Мод кивнула Барри, и та подлила ему в чашку.
– Собственно боев там было немного, – продолжил Майкл. – Мы разбили свой лагерь возле фермы недалеко от Атенрай. Думали, что дождемся, когда солдаты будут нас атаковать, и тогда будем стрелять по ним из хороших позиций, но ко времени, когда враг в действительности появился там, половина парней уже сбежали. Один из констеблей, которого мы убили, Велан, был неплохим человеком, католиком, но инспектор погнал его вперед всех и… – Он пожал плечами. – Кто-то пальнул из дробовика и попал в Велана. В общем, плохо получилось. Я-то хотел драться с бейлифами, которые выгоняли с земли моих соседей, и теми мерзавцами, которые таранами разваливали их дома.
– А что насчет Питера Кили? – не выдержала я.
– Я видел его во время стычки с военными, но потом все разбежались. «Пилеры» начали массовые аресты. В тюрьму бросали мужчин и женщин, которые собирались, чтобы просто поговорить по-ирландски. Людей, которые приходили в коттедж Пирса, – у нас там была небольшая вечеринка со студентами из Дублина, – всех их забрали. И, конечно, британцы знали, что профессор Кили призывал наших парней не вступать в английскую армию. Они арестовали бы его в любом случае, даже если бы не знали, что он был с нами в Атенрай. Я слыхал, что профессор прятался в горах возле Карны. И это было не так давно. Мои кузены выяснили, что неподалеку от гавани Киллибегс рыбачат французские лодки. У меня ушел месяц на то, чтобы добраться туда, но мне в итоге все-таки удалось попасть на одну из них, и вот я здесь. Так что профессор Кили мог сделать то же самое.
– Найти способ уехать оттуда, вы имеете в виду? – уточнила я.
– Мог, вполне мог. Мэллоуз направился в Нью-Йорк. Затем его арестовали как немецкого шпиона. Так что сейчас он в тюрьме, – сказал Майкл О’Малли.
Он доел последний кусок сыра.
– Господи, да если бы британцы просто проигнорировали нас, закончившееся восстание уже было бы забыто к этому времени. Тут все дело в казнях. Это поменяло все, – сказал он.
– Поменяло полностью, – подтвердила я.
Мод договорилась с владельцем кафе в городе, чтобы тот отвез Майкла на машине в Гавр. Она дала ему денег на проезд до Нью-Йорка и письмо к Джону Куинну.

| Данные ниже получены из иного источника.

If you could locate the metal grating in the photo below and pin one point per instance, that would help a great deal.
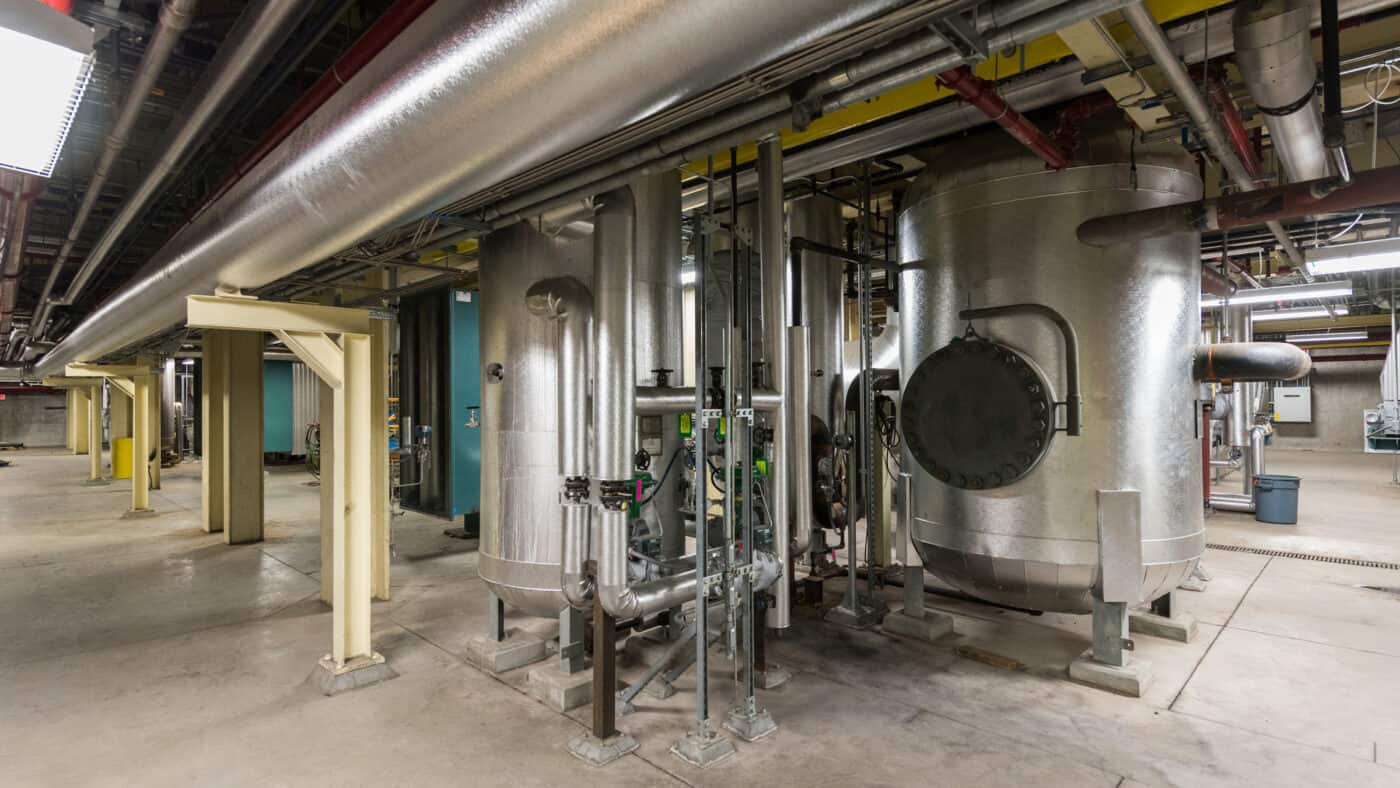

«Питер жив, – думала я. – И в данный момент может быть уже на пути в Париж».
Широким шагом он направится через площадь Вогезов прямо к моей квартире. «Маленький Цветок, покажи свое могущество».
Однако, когда я сообщила эти новости отцу Кевину, он лишь вздохнул:
– Будем надеяться.
Настроен он был не оптимистично. Мы с ним сидели в гостиной Ирландского колледжа.
– Том Кеттл погиб в битве на Сомме, – сказал он. – Тело его не нашли. Покоится, видимо, где-то в земле Франции, которую он так любил. Он служил делу по-своему, Нора. Неужто из этого поколения не останется никого, чтобы строить новую Ирландию?